Je suis née dans les Pouilles, dans une famille de pêcheurs et de paysans, au bord de la mer, à côté des plus grandes salines d’Europe. J’aurais voulu faire une école d’art, mais ce n’était pas possible. Alors j’ai choisi la cuisine… et comme je me passionne pour tout, j’y ai retrouvé le côté artistique qui me tient à cœur. J’aime aussi l’idée de poursuivre le lien avec ma famille, en transformant les produits de la terre.
Le Fiskebar est une table complexe. Où avez-vous acquis les gammes qui vous permettront de le faire vivre?
J’adore voyager et découvrir les populations, ainsi que leur cuisine qui est toujours révélatrice d’une culture. D’Italie, je suis partie en Espagne, dans le nord de l’Europe et en France, qui a été une étape marquante. J’ai apprécié mes contacts avec Alessandro Cannata par exemple ou Joël Robuchon. J’ai aussi travaillé à l’ambassade italienne en Nouvelle-Zélande, découvert le Périgord et cuisiné au Palace de Tokyo. Le Fiskebar, je l’ai vu naître avec Alessio Corda, puis je l’ai vu évoluer avec Walter El Nagar et Benjamin Breton.
Le concept du Fiskebar mise sur les cuisines du Nord. Qu’en pensez-vous?
La cuisine du nord de l’Europe est surtout une cuisine simple, tout le contraire de la cuisine française. Elle est, de certains points de vue, très semblable à celle du sud de l’Italie: basée sur des produits locaux, peu travaillés et rehaussés de saveurs que leur confèrent des moyens de conservation traditionnels. En Italie, nous conservons les tomates séchées dans l’huile d’olive et leur goût s’en trouve renforcé. Dans le Nord, ce sont notamment les poissons qui sont mis en conserves, excellentes.
Vous vous définissez comme une femme passionnée. Quand vous n’êtes pas en cuisine, que faites-vous?
Je fais surtout du sport, du saut d’obstacles à cheval et du fitness. Puis il y a l’art. J’adore le théâtre, mais j’y vais plus volontiers en Italie, parce que je suis plus à l’aise avec la langue.
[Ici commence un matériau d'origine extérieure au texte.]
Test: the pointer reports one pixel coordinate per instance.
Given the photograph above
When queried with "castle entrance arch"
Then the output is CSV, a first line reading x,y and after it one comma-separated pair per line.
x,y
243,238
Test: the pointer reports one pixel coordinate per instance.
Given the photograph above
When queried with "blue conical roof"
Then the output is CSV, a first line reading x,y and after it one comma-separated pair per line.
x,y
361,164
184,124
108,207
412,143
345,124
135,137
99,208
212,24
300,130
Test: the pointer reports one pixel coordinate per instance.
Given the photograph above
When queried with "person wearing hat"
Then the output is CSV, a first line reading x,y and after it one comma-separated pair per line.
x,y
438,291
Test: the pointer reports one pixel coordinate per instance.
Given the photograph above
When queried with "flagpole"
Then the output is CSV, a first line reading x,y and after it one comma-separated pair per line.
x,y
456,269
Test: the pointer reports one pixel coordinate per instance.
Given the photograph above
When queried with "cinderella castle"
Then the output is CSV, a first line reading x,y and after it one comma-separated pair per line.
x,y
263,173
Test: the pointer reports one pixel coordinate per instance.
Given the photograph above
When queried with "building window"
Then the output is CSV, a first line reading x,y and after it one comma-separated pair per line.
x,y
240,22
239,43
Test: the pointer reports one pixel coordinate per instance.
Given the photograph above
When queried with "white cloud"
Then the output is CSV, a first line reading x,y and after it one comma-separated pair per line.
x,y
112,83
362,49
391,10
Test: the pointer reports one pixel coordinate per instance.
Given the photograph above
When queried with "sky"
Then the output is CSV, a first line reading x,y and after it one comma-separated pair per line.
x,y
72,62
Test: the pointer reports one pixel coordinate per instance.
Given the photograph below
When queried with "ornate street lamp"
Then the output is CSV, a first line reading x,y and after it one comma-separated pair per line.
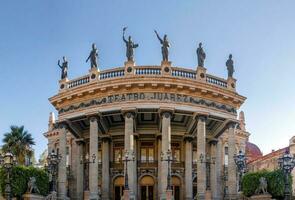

Et, comme je l’ai dit, j’aime voyager.
Au cours de vos voyages, quelles ont été vos tables coups de cœur ?
Il y en a plein! Enrico Crippa au Piazza Duomo d’Alba – j’adore son approche de la cuisine par le produit, un peu comme Michel Bras, dont j’adore aussi la cuisine; Anthony Genovese et sa cuisine fusion entre Italie, France et Japon; Heinz Beck, un chef allemand établi à Rome, pour sa rigueur; Gérald Passedat, à Nice.
Qu’allez-vous proposer au Fiskebar?
Comme Massimo Bottura, qui a une capacité extraordinaire à établir un contact chaleureux et immédiat avec le client, je veux être transparente: je veux dire à mes clients qui est Francesca. Mon projet, c’est d’amener ce restaurant encore plus loin.
Concrètement, qu’est-ce que cela implique?
La première chose: on change le pain. Il y aura désormais des pains de seigle et d’orge, notamment. Puis je veux tout centrer sur le produit. Et surtout faire ressentir aux convives que la vie est belle! Comment? En leur faisant goûter des choses différentes. En utilisant toutes les parties des animaux, c’est aussi un engagement pour la planète. Pourquoi pas du ris de veau, ou d’agneau, du cœur de bœuf ou du pied de porc: c’est avant tout une question de confiance entre chef et client.